Herşeye boşvermek, aynı bugünkü gibi ortalardan tamamen kaybolmak istediğim çoğu zaman genel olarak yukarıdaki sözlere benzer mantralar tekrarlıyorum içimden. İlk başta beni çok sinirlendiriyorlar, yani gerginliğime gerginlik katıyorlar. (Ben niye akıllanmıyorum allahım tarzında sinirlenmeler..) Ama sonra sonra sık tekrarlamaya başlayınca sanırım zamanla açılan çakralarımın da yardımıyla bana iyi geliyorlar. Birey olarak bu hayatta niye var olduğumu, hakkaten bu hayattan ne istediğimi, ne zamanlarda, hangi anlarda mutlu olduğumu hatırlamama sebep oluyorlar.

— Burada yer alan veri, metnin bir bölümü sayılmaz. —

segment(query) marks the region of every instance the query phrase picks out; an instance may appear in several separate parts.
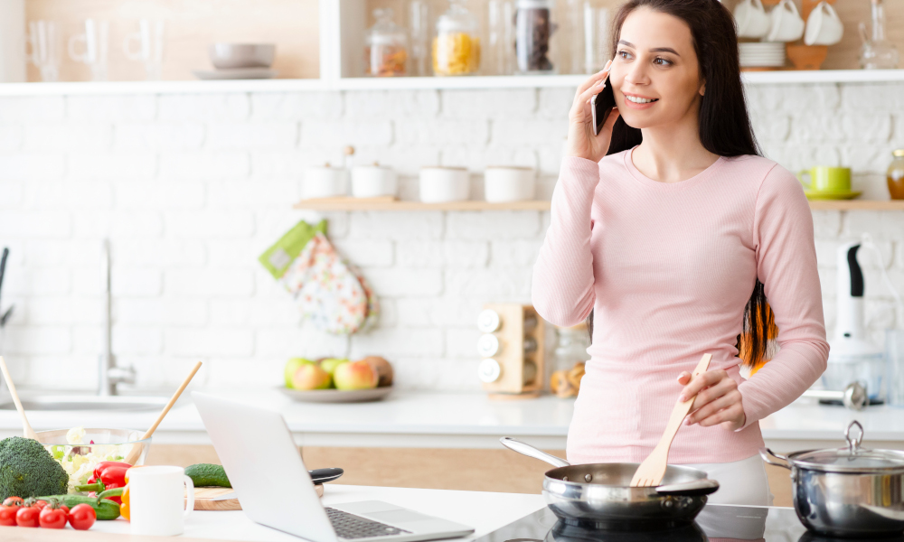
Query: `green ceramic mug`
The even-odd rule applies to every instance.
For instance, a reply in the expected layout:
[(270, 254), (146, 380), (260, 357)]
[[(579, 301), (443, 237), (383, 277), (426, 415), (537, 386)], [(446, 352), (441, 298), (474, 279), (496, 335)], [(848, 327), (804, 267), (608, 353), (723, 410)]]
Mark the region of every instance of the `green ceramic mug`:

Ne yaparsam yapayım iyi ve kaliteli bir hayat sürmek isteğinden hiçbir zaman vazgeçmememi anımsatıyorlar. Mutlu ettiğim, ve beni seven, benim için “fedakarlık” yapmış ve yapacak insanları unutmamamı hatırlatıyorlar.

Yani bir miktar “onelife, live it” argümanımın da çıkış noktası bu düşünceler.

İşte bugün bir video paylaşmak istiyorum sizinle. Bana düşünemeyeceğiniz kadar çok şey anlattı bu adam. Neredeyse 1 aydır bir damla göz yaşı dökmemiştim, onu da yaptırdı izlerken.

1960 doğumlu bu mükemmel adam, bu dersi verdikten (Eylül 2007 civarları) tam 9 ay sonra hayatını kaybetmiş Haziran 2008’de.

Herkesin hayatla ilgili dersini evladına bizzat verebilmesini dilerim.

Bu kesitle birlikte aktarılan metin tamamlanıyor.